Adieu "muchachos", "compañeros" de ma vie


Il est des mots qui durent un temps, d’autres qui arrivent à survivre aux modes pour rester dans notre quotidien. La présence disproportionnée de quelques vocables contraste avec la condamnation à l’oubli, de ceux qui ne sont plus mentionnés que pour évoquer le passé. Tous ces processus de rejet ou de rapprochement qui se passent dans nos têtes se vérifient dans le langage. C’est ainsi que la mort publique d’un homme politique commence lorsque les gens arrêtent de lui donner des surnoms ; la crise d’un idéal est démontrée si peu de gens y font référence, et la propagande idéologique décline quand personne ne répète plus ses slogans manichéens. Le langage peut valider ou enterrer n’importe quelle utopie.

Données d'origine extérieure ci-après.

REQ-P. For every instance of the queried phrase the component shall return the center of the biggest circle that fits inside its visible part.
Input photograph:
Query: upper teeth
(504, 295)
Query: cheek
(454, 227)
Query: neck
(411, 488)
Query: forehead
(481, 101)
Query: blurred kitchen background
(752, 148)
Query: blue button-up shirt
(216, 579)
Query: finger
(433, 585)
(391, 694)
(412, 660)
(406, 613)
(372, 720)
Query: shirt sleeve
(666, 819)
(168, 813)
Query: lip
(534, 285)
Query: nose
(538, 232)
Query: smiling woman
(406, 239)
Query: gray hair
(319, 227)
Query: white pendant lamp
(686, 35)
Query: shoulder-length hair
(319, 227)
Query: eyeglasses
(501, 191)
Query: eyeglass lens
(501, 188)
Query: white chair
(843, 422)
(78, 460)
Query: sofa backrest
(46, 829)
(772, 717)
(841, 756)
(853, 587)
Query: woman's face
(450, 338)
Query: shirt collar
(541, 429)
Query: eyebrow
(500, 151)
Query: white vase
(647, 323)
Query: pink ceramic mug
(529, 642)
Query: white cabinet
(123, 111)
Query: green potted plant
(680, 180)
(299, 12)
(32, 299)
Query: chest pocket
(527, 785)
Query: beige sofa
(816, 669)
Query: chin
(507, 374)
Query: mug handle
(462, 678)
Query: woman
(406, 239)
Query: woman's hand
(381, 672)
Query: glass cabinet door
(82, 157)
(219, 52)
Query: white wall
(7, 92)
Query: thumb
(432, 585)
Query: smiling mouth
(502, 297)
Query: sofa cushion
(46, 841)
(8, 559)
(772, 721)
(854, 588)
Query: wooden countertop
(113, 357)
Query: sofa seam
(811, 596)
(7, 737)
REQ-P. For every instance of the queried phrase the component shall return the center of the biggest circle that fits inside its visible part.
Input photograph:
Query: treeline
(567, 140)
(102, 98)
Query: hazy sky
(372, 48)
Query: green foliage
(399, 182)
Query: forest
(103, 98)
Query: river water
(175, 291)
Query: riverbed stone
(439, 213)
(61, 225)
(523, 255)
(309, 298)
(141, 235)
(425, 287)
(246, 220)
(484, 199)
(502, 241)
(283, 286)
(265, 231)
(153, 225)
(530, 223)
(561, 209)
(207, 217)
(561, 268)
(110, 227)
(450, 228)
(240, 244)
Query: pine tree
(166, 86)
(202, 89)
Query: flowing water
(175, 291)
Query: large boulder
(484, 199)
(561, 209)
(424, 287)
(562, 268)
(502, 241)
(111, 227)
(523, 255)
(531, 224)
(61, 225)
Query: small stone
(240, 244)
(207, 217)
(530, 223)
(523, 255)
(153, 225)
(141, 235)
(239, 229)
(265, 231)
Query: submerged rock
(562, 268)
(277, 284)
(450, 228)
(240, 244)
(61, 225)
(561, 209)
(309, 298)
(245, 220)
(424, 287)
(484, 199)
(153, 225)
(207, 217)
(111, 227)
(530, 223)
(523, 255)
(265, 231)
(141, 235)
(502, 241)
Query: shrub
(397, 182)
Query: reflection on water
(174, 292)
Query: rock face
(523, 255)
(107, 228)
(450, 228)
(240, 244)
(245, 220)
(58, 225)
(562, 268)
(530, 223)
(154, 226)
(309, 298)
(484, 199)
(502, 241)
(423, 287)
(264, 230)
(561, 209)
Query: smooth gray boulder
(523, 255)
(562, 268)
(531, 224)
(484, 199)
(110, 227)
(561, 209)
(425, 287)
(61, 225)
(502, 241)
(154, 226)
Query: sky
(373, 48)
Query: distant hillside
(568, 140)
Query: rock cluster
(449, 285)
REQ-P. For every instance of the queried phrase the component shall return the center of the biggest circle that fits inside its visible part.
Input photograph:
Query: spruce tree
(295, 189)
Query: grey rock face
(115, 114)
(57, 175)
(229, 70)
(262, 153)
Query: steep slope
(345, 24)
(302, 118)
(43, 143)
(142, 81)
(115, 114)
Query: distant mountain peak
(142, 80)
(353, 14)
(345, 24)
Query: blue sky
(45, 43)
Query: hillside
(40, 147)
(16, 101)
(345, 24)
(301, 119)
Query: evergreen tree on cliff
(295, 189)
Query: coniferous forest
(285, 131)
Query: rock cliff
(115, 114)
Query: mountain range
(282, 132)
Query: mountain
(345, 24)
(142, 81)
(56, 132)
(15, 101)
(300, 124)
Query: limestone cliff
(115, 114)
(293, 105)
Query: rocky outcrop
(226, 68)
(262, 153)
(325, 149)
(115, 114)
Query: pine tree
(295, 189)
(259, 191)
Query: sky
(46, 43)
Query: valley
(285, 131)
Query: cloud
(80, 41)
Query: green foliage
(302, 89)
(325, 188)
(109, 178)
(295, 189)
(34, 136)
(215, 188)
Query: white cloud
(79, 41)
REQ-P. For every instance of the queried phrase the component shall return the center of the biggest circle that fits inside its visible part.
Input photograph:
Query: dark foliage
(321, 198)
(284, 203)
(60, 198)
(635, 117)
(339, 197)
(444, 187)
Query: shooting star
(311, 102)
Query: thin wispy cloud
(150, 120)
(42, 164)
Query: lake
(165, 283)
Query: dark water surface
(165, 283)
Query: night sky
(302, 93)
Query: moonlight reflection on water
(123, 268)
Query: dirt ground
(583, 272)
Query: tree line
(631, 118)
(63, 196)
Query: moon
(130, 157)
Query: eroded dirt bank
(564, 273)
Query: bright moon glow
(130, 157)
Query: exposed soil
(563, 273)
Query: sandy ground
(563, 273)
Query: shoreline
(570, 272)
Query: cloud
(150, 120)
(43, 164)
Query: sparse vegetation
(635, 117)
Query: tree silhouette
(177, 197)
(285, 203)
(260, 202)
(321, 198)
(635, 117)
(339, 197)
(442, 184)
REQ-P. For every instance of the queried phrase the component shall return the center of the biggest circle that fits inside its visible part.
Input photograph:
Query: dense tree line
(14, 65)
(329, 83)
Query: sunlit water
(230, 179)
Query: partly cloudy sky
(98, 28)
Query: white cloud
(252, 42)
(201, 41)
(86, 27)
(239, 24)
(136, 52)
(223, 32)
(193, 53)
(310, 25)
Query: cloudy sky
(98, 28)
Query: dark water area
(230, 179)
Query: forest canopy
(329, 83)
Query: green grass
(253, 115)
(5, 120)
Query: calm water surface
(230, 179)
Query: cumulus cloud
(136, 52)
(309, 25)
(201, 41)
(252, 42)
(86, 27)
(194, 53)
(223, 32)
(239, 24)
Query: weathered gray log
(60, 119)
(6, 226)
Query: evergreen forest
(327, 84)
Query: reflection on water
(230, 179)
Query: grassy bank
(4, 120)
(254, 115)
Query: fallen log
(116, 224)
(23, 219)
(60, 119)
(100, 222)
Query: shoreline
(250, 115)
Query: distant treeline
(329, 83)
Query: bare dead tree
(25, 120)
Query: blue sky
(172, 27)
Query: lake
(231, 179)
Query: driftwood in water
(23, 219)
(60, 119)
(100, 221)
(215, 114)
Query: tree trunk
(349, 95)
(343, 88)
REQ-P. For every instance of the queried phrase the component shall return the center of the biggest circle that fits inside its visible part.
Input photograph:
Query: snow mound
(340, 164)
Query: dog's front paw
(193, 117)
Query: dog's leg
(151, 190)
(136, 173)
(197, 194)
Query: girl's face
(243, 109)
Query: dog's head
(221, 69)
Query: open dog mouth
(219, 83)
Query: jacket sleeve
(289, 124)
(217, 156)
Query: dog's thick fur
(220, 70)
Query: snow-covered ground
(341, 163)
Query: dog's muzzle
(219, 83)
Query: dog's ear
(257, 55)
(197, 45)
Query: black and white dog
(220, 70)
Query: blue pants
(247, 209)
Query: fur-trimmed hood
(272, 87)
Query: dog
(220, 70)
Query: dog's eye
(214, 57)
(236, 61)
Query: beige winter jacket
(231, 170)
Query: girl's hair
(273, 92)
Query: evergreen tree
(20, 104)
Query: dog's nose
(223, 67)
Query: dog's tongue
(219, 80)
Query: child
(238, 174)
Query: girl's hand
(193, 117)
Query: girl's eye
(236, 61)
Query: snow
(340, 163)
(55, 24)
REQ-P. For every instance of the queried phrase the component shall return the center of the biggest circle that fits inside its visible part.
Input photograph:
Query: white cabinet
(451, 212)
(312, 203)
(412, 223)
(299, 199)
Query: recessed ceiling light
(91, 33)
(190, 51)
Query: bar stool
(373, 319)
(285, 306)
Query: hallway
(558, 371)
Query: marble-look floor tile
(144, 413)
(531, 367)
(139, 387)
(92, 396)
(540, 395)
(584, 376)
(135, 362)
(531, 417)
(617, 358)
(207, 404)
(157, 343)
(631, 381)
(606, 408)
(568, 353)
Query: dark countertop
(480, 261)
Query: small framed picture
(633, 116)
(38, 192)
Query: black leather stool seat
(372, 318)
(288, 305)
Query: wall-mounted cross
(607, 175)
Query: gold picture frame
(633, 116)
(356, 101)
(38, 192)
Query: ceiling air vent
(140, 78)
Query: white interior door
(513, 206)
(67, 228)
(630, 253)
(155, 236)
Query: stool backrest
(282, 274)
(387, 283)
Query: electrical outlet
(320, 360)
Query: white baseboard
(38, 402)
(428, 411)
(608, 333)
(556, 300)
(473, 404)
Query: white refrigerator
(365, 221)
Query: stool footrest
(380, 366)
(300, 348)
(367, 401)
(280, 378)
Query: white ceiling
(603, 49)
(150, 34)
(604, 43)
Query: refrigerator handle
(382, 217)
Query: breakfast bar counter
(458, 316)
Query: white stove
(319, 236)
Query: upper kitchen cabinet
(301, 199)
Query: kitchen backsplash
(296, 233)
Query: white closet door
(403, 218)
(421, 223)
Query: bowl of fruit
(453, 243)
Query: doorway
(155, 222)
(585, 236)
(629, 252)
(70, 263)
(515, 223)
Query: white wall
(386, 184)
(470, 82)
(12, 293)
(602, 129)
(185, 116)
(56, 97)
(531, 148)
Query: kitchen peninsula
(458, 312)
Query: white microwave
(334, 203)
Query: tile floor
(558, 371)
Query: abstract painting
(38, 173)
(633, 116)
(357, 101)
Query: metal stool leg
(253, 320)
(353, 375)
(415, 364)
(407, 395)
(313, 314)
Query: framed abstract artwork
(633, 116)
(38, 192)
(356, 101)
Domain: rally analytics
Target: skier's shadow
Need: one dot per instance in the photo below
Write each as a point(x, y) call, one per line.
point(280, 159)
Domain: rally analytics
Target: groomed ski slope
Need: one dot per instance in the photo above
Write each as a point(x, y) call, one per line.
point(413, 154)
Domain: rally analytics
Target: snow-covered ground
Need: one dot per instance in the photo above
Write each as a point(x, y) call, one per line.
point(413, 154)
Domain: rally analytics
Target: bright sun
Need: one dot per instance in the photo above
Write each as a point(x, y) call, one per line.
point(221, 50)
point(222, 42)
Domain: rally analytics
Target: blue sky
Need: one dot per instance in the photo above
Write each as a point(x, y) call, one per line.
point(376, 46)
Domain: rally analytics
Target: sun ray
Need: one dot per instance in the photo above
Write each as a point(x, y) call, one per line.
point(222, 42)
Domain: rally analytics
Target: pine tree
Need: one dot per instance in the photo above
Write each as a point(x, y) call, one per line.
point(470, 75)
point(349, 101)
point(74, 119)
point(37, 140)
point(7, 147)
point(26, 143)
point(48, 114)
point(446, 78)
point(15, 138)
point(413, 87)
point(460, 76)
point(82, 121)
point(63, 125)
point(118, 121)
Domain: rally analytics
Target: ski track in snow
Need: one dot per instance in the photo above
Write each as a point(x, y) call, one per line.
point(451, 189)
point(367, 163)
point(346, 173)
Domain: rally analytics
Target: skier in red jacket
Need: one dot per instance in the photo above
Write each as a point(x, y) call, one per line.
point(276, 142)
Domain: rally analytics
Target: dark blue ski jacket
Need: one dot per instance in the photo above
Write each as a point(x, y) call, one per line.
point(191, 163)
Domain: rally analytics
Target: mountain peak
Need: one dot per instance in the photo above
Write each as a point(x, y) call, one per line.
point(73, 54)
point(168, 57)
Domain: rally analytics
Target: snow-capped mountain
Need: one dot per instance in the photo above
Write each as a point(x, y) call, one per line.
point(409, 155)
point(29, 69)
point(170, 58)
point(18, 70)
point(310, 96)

Parmi les preuves linguistiques de notre désenchantement actuel, figure la disparition progressive du terme “compañero.” On utilise de moins en moins cette formule pour s’adresser à un ami de toute la vie ou à quelqu’un que l‘on rencontre pour la première fois. Les mots « monsieur », « madame » et « mademoiselle » étant bannis pour leur connotation « petite bourgeoise », d’autres mots étaient apparus, comme le terme importé « camarade », pour montrer une plus grande familiarité entre cubains. Cela pouvait donner des situations tragicomiques comme par exemple quand une personne appelait “compañero”, alors qu’elle avait plutôt envie de l’insulter, le bureaucrate qui l’avait fait attendre six heures pour un papier.
Pendant des années si on s’adressait à quelqu’un de façon différente du mot de passe promulgué par le parti on pouvait être pris pour un déviant idéologique. Nous étions tous « égaux » et même l’usage du « vous » avait disparu dans cette fausse familiarité qui dégénérait souvent en manque de respect. Lorsque l’île s’est ouverte au tourisme une des premières leçons qu’ont apprise les employés des hôtels a été de reprendre l’usage du stigmatisé « monsieur » pour s’adresser aux clients. Peu à peu les appellations du passé récent n’ont plus appartenu qu’au vocabulaire des plus fidèles, des plus vieux. Ainsi entre les milliers de saluts utilisés dans nos rues –frère, mec, holà, partenaire, ami ou simplement « pssst » -on entend de moins en moins fréquemment les syllabes sonores du mot “compañero.”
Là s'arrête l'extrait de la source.